Despite overwhelming support from voters at last fall’s general election, an increase in the minimum wage appears to be dead in the spring session of the Illinois General Assembly.
Demonstrators were still rallying for it in the Capitol as recently as last week, and Sen. Kimberly Lightford’s Senate Bill 11 passed that chamber 35-18 in February. The Maywood Democrat’s bill would increase the hourly minimum wage from $8.25 to $9 everywhere in the state except Chicago, which is moving toward a wage of at least $13 per hour. But three months later, Lightford’s proposal has yet to move in the House.

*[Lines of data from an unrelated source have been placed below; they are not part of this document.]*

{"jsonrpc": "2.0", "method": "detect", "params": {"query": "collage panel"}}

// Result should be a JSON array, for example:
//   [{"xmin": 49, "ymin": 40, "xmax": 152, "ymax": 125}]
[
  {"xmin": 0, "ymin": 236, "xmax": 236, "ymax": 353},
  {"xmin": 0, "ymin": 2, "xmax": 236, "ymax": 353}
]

SB 11 would take effected July 1, and each year on that date there would be an increase of 50 cents until the state’s minimum wage reached $11 in 2019. Chicago Democratic Rep. Art Turner is chief sponsor of the legislation in the House. With some legislators focused on dodging deep program cuts and eliminations, Turner says the minimum wage bump may end up sidelined — for now.
“We’re hoping to pass it this session. It’s a work in progress. We’re still keeping all interested parties at the table, trying to work across the aisle as well,” Turner says. “A major piece of legislation like that takes time.”
And right now, Turner says the votes are not there to get the bill passed.
Voters indicated in the 2014 general election that they favored an increase in the state’s minimum wage. The advisory referendum garnered 66.7 percent “yes” votes. Demonstrators at the Capitol this week pointed to that as a guidepost for lawmakers.
“We’re hopeful the governor will do what the voters in the state of Illinois asked him to do in November and raise the minimum wage immediately to $10 an hour,” says Jessica Angus, vice president of SEIU Healthcare for Illinois and Indiana. SEIU brought busloads of home- and child-care workers to Springfield Thursday to lobby for a $15 minimum wage, against budget cuts in the programs in which work and for reconsideration of plans to cut their health benefits.
“Our members are some of the lowest paid workers in the state,” Angus says. “They can hardly afford to pay their bills now.” She added that the state’s fiscal crisis can’t be solved “by balancing [the budget] on the back of low-income workers.”
Rauner has indicated support for raising the hourly minimum wage — if it’s paired with his pro-business, anti-union agenda. He has called for a much more gradual increase to $10 per hour over seven years.
“Not really interested in that. But we’re trying to work with the governor’s office, as well, to come up with a proposal that he will support,” Turner says. “We want to give working families a raise, that’s important.”
He says legislators are trying to iron out what minimum wage rate the state wants to get to — and how it will roll out. Also, he explained, lawmakers are trying to weigh the effects of a higher wage on employers.
Sen. Mattie Hunter wants to roll parts of her SB 12 into Lightford’s bill. The Chicago Democrat hopes the move would give her now-stagnant proposal some momentum. SB 12 would have the Department of Human Services ‘ which administers most of the state’s social programs — recalculate reimbursement rates to contract workers like those who care for children, the elderly and people with disabilities. Hunter says her plan, which likely won’t come up for a vote this session, “would have leveled the playing field, in terms of wages.”
“There are different members that don’t want the minimum wage increase — including the governor,” Hunter says. “So all the bills are at a standstill right now.”